De Raad van State heeft geoordeeld dat het hoger beroep niet-ontvankelijk is, omdat de vreemdeling geen belang meer heeft bij een inhoudelijke beoordeling. Hij heeft immers bereikt wat hij met het hoger beroep beoogde, namelijk dat zijn asielaanvraag alsnog inhoudelijk in behandeling wordt genomen. De Raad van State heeft ook verwezen naar een eerdere uitspraak waarin werd gesteld dat de staatssecretaris geen proceskosten hoeft te vergoeden als hij de behandeling van de asielaanvraag alsnog in behandeling neemt als gevolg van tijdsverloop. De uitspraak is gedaan door mr. N. Verheij, lid van de enkelvoudige kamer, in tegenwoordigheid van mr. E. de Groot, griffier.

Uitspraak

202206017/1/V1.
Datum uitspraak: 30 november 2022
AFDELING
BESTUURSRECHTSPRAAK
Uitspraak met toepassing van artikel 8:54, eerste lid, van de Algemene wet bestuursrecht op het hoger beroep van:
[de vreemdeling],
appellant,
tegen de uitspraak van de rechtbank Den Haag, zittingsplaats Amsterdam, van 12 oktober 2022 in zaak nr. NL22.18377 in het geding tussen:
de vreemdeling
en
de staatssecretaris van Justitie en Veiligheid.
Procesverloop
Bij besluit van 14 september 2022 heeft de staatssecretaris een aanvraag van de vreemdeling om hem een verblijfsvergunning asiel voor bepaalde tijd te verlenen, niet in behandeling genomen.

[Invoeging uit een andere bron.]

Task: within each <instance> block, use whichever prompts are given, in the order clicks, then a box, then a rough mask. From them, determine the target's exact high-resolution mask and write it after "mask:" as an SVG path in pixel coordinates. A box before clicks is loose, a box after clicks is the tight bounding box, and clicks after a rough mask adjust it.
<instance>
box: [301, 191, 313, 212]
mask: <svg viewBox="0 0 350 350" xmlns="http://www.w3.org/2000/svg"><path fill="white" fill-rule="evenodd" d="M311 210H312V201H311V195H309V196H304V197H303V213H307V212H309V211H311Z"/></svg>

Bij uitspraak van 12 oktober 2022 heeft de rechtbank het daartegen door de vreemdeling ingestelde beroep ongegrond verklaard.

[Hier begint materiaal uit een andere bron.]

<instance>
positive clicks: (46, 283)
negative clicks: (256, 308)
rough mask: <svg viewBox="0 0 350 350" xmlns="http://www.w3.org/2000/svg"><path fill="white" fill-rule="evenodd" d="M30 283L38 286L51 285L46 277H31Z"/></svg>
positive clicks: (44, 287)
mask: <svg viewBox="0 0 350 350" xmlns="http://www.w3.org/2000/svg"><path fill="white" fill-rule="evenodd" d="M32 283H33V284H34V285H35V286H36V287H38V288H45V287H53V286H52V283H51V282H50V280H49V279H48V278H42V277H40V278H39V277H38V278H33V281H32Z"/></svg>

Tegen deze uitspraak heeft de vreemdeling, vertegenwoordigd door mr. A.J. de Boer, advocaat te Sneek, hoger beroep ingesteld.
Overwegingen
1.       Bij brief van 1 november 2022 heeft de staatssecretaris aan de Afdeling laten weten dat hij het besluit van 14 september 2022 heeft ingetrokken en dat de asielaanvraag van de vreemdeling in de nationale asielprocedure zal worden behandeld, omdat de overdrachtstermijn bedoeld in artikel 29, eerste lid, van de Dublinverordening (PB 2013, L 180) is verstreken. In reactie daarop heeft de vreemdeling bij brief van 17 november 2022 laten weten dat hij het hoger beroep niet intrekt, omdat hij zijn verzoek om de staatssecretaris te veroordelen in de proceskosten, handhaaft.

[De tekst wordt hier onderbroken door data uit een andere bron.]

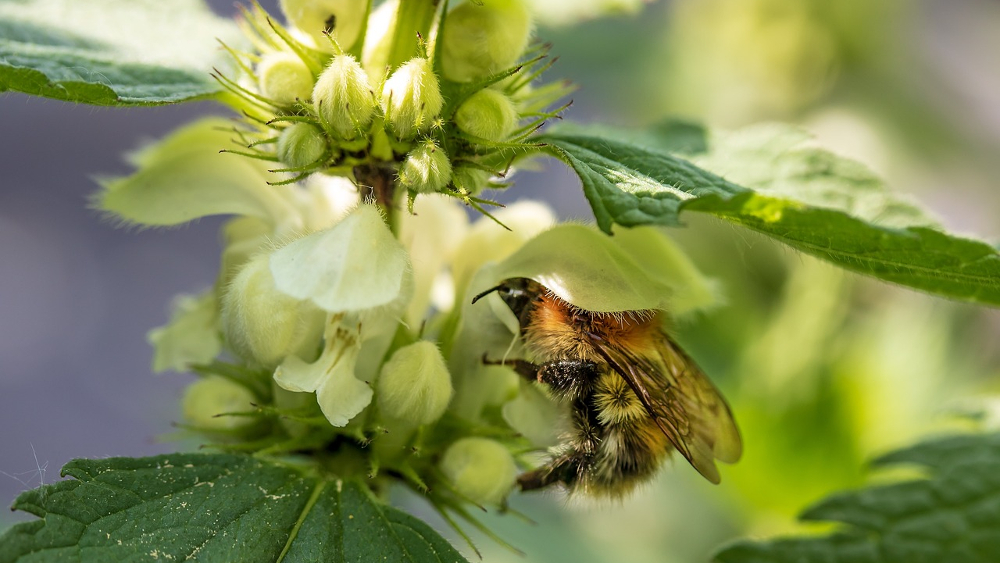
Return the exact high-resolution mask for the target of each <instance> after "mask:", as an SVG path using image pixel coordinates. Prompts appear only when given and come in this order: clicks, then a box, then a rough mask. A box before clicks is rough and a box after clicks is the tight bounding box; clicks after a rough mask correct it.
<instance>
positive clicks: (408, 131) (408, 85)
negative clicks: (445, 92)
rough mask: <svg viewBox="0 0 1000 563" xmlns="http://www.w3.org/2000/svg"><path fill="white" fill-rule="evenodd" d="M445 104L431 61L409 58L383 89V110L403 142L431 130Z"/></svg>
mask: <svg viewBox="0 0 1000 563" xmlns="http://www.w3.org/2000/svg"><path fill="white" fill-rule="evenodd" d="M443 105H444V98H442V97H441V86H440V84H439V83H438V79H437V75H435V74H434V68H433V66H432V65H431V61H429V60H428V59H424V58H420V57H418V58H415V59H410V60H409V61H408V62H406V63H405V64H404V65H403V66H401V67H399V68H397V69H396V72H393V73H392V76H390V77H389V79H388V80H386V81H385V85H384V86H382V111H383V112H384V113H385V119H386V122H388V123H389V124H390V125H391V126H392V130H393V131H394V132H395V133H396V136H397V137H398V138H400V139H409V138H410V137H412V136H413V135H415V134H417V133H419V132H423V131H427V130H428V129H430V126H431V124H432V123H433V122H434V118H435V117H436V116H437V115H438V114H439V113H441V107H442V106H443Z"/></svg>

2.       Het hoger beroep is niet-ontvankelijk. De vreemdeling heeft namelijk onvoldoende belang bij een inhoudelijke beoordeling van het hoger beroep, omdat hij heeft bereikt wat hij met zijn hoger beroep beoogt doordat de staatssecretaris zijn asielaanvraag alsnog inhoudelijk in behandeling heeft genomen.
3.       Uit de uitspraak van de Afdeling van 27 januari 2021, ECLI:NL:RVS:2021:182, volgt dat de staatssecretaris geen proceskosten hoeft te vergoeden wanneer hij als gevolg van tijdsverloop de behandeling van de asielaanvraag alsnog in behandeling neemt.
Beslissing
De Afdeling bestuursrechtspraak van de Raad van State:
verklaart het hoger beroep niet-ontvankelijk.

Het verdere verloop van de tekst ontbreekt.